At any given moment, day or night, when I open the Slack app I am almost guaranteed to see little red dots next to the names of various channels and users telling me how many unread mentions and messages are waiting for me. Entire conversations may have unfolded in the time it took me to grab a cup of water — faster than I ever remember email exchanges metastasizing. Some of these may be about the Bachelor; some may determine the future of my employment.

The casual nature of Slack makes employees comfortable sharing sentences in writing, on a company account, that they would never say on a company email account. The casual nature of Slack masks the fact that you can effectively tell which employees are online — and presumed to be working — and which are not based on whether there is a green dot next to their name. The casual nature of Slack makes it easier for colleagues and managers to send you messages after work hours — it’s only a Slack message, after all, and look, this message has a partying parrot eating popcorn.
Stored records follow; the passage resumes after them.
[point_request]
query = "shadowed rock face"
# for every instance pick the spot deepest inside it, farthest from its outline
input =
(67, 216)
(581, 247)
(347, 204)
And Slack is only becoming a bigger part of my life. First, it helped turn colleagues into friends. Now my actual friends — sorry, colleagues! — are using Slack to plan bachelor parties and weekend outings and create a centralized place for sharing Simpsons references. My wife Slacks me dachshund GIFs and baby pictures. And one day, when she’s old enough, our baby will probably create a Slack to organize operations for her first lemonade stand — or whatever Slack-like service has overtaken Slack to make us feel more connected under the guise of being more productive.